78-Ve özellikle Allah uğrunda gerektiği gibi hakkıyla cihad ediniz.
Cihad: Düşmana karşı savunmada bütün gücünü harcamaktır ki, üç kısımdır: Birincisi, açıkça kendini belli etmiş düşman ile yapılan cihad. İkincisi, şeytan ile yapılan cihad. Üçüncüsü de nefis ile yapılan cihaddır. Bazıları buradaki cihaddan maksat ilk şıktakidir demişler, bazıları da hevâ ve nefisle yapılan cihad olduğunu söylemişlerdir. Fakat en doğru olan üç kısmın üçünü de içine almış olmasıdır. Bu kapsam, hakikat ile mecazın bir araya getirilmesi kabilinden değil, cihad kavramının kendi kapsamının bir gereğidir. Şüphesiz mücahede tabiri mukatele (savaşmak) tabirinden daha geneldir. Nitekim rivayet olunur ki, Hz. Hasan bu âyeti okumuş ve demiştir ki: Adam, Allah uğrunda cihad eder, oysa düşmana bir tek kılıç bile vurmamıştır. Sonra Allah uğrunda cihad etmenin hakkı da onun hak ve ihlasa uygun olması, haksızlıktan, kötü gaye ve maksatlardan uzak olması, mümkün olduğu kadar gevşeklik ve tembellikten arınmış olmasıdır.

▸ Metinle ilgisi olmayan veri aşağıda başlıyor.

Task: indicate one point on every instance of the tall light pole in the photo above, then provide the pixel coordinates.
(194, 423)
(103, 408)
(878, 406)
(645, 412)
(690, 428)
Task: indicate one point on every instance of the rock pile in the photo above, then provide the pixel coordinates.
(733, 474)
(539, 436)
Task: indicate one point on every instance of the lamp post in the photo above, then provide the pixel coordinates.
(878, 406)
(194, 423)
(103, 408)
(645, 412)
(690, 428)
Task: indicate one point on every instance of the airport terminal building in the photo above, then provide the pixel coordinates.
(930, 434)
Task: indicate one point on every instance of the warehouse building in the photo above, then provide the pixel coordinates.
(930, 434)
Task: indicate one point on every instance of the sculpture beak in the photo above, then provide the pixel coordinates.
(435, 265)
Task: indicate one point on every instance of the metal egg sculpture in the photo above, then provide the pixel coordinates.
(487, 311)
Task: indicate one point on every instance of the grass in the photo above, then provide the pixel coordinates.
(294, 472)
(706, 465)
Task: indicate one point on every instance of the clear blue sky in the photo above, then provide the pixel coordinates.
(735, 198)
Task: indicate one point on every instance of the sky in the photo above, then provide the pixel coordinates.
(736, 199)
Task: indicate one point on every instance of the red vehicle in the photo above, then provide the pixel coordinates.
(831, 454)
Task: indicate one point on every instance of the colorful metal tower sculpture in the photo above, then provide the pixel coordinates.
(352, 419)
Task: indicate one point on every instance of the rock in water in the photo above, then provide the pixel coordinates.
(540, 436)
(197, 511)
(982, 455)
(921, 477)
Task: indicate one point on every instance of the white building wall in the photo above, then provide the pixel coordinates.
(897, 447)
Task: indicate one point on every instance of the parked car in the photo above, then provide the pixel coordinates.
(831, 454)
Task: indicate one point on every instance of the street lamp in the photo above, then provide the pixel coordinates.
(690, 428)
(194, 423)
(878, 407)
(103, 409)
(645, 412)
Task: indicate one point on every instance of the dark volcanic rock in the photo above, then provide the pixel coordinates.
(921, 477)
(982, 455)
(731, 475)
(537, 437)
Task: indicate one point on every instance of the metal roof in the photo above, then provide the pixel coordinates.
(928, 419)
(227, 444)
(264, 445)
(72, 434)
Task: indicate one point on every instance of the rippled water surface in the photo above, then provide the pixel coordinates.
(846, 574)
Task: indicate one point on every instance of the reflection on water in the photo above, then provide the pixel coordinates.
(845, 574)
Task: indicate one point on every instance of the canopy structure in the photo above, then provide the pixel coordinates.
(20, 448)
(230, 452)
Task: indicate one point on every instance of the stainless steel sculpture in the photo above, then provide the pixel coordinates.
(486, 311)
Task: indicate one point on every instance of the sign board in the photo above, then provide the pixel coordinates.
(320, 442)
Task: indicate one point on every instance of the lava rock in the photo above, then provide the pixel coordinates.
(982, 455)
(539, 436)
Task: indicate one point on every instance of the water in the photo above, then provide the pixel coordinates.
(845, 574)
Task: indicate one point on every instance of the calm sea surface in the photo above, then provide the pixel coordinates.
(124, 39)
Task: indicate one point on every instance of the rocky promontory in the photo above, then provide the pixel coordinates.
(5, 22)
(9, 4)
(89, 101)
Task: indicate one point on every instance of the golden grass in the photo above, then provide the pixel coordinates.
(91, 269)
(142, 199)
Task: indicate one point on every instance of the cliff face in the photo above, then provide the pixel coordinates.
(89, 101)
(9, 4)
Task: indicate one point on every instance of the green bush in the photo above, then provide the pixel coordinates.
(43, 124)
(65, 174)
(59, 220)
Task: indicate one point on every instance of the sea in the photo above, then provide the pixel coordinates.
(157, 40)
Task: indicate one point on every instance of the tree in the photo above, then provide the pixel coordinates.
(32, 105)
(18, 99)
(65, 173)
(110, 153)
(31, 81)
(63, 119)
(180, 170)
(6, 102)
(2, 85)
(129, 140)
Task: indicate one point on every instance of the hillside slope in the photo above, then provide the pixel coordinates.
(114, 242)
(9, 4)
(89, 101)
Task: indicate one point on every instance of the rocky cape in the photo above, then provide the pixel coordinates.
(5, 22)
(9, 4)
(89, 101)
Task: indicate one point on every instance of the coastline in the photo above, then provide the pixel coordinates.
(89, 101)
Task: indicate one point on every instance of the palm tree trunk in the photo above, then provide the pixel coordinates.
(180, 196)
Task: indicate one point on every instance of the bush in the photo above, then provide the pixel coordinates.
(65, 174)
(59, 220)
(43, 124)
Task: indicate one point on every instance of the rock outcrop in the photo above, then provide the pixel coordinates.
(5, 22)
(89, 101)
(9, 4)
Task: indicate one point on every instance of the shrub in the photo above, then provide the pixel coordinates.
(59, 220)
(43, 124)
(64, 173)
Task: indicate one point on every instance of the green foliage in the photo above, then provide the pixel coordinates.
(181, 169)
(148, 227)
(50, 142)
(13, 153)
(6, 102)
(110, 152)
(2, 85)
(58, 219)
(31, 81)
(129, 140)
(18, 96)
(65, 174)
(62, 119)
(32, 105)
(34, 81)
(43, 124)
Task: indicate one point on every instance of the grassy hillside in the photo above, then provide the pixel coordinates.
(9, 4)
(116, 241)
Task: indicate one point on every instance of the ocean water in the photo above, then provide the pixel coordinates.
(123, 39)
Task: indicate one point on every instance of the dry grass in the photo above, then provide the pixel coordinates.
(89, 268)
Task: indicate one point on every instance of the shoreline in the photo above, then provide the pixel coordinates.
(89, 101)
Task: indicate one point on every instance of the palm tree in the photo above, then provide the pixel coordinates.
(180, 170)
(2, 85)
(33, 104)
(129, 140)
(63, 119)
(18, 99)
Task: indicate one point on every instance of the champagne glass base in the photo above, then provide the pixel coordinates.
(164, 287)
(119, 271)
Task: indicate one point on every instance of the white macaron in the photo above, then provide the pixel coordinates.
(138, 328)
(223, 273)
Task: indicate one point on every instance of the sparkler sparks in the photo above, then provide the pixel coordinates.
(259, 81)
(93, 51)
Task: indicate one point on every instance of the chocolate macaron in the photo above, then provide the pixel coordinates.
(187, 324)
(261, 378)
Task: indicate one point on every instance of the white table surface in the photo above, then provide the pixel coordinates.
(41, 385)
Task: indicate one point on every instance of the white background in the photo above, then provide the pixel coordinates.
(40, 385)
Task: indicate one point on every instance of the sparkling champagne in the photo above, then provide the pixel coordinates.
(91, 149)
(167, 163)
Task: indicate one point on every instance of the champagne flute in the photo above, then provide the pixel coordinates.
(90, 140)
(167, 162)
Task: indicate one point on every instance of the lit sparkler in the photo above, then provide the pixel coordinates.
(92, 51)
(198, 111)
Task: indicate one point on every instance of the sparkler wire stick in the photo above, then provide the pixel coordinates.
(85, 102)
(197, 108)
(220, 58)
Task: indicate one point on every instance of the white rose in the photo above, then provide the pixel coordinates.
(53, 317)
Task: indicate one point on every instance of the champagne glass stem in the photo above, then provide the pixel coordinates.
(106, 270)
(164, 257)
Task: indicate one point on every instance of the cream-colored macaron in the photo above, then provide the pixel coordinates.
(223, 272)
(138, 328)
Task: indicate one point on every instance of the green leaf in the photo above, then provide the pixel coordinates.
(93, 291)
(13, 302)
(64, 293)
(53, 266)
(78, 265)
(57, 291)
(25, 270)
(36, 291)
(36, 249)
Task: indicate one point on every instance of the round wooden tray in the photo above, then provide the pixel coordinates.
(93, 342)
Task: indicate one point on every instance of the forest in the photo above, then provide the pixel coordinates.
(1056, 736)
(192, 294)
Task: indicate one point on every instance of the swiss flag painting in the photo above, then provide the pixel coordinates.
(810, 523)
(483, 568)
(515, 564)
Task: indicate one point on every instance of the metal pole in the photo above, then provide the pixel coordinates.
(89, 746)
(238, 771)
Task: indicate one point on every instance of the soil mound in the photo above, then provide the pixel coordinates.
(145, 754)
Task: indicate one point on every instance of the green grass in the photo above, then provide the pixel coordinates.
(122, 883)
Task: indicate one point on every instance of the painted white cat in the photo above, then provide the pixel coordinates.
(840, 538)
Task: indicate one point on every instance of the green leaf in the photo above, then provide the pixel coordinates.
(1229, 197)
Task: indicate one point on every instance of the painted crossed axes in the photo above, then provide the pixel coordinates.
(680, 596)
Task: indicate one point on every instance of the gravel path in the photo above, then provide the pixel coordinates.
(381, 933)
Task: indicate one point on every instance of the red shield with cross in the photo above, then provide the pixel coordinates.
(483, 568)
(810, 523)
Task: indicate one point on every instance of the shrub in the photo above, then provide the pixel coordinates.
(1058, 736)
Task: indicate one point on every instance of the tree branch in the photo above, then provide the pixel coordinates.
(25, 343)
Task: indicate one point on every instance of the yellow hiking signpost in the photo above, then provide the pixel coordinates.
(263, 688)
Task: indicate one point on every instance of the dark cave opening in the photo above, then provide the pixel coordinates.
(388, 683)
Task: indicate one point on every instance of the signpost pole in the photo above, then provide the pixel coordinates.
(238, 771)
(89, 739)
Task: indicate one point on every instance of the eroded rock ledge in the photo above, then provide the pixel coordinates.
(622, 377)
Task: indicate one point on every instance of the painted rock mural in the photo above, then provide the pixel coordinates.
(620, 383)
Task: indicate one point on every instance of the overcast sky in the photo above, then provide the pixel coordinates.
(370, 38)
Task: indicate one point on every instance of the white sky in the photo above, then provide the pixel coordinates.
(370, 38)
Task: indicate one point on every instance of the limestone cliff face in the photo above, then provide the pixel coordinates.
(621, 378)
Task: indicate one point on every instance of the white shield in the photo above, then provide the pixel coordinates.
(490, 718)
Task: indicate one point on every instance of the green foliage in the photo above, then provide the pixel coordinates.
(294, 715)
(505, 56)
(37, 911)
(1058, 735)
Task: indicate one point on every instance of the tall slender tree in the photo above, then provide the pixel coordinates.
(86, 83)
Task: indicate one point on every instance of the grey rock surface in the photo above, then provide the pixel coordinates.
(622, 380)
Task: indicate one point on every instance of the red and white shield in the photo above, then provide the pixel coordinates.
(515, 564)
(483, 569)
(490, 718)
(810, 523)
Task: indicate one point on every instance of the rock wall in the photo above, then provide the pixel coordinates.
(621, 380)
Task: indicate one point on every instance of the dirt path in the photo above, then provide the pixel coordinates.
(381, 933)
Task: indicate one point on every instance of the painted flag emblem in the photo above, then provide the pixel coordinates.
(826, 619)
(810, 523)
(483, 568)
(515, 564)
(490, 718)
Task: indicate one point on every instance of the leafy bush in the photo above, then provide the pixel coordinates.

O sizi seçti, yani ey Muhammed ümmeti, düşmanlarına karşı cihad için sizi Allah kendisi seçti. Din işinde üzerinize hiçbir güçlük yüklemedi. Size emrettiği dindeki mükellefiyetlerinizi rahmetinin genişliğine uygun düşecek şekilde kıldı. (Bakara, 2/286. âyetin tefsirine bkz.) Diğer dinler gibi ağır, çekilmez yükümlülükleri yüklemedi. Herkesin sıkıntısına, ihtiyacına, mazeretine göre ruhsatlar verdi. Mesela ayakta namaz kılamayanın oturmasına, oturamayanın îma ile kılmasına müsaade etti, kolaylıklar gösterdi. Cihadı da yeterli bir gücün varlığı ile orantılı olarak farz kıldı. Babanız İbrahim'in dininde olduğu gibi bundan önce ve bunda size müslümanlar ismini o taktı.Yani gerek bu Kur'ân'da ve gerek Hz. İbrahim ve İsmail'in "Soyumuzdan bir topluluğu da sana boyun eğen bir ümmet yap." (Bakara, 2/128) duasında olduğu gibi geçmişte size müslüman ismini Allah taktı ki Peygamber size karşı şahid olsun siz de bütün insanlara karşı şahidler olasınız. Yani hakkıyla cihad yapmanın, dine uymanın ve müslümanlığı yaşamanın nasıl olacağını Peygamber size bizzat yaparak gösterip öğretsin; hakkın şahidi, peşinden gidilecek bir örnek olsun. Siz de ona uymak suretiyle bütün insanlar için, hakkın örnek tutulacak birer şahidleri olasınız. Artık gereği üzere namazı kılın, zekatı verin ve Allah'ın dinine sarılın ki Mevlânız O'dur. İşinizi görecek emir sahibiniz, sizi kurtaracak efendiniz, yardımcınız ancak Allah'tır. O ne güzel Mevlâ ve ne güzel yardımcıdır.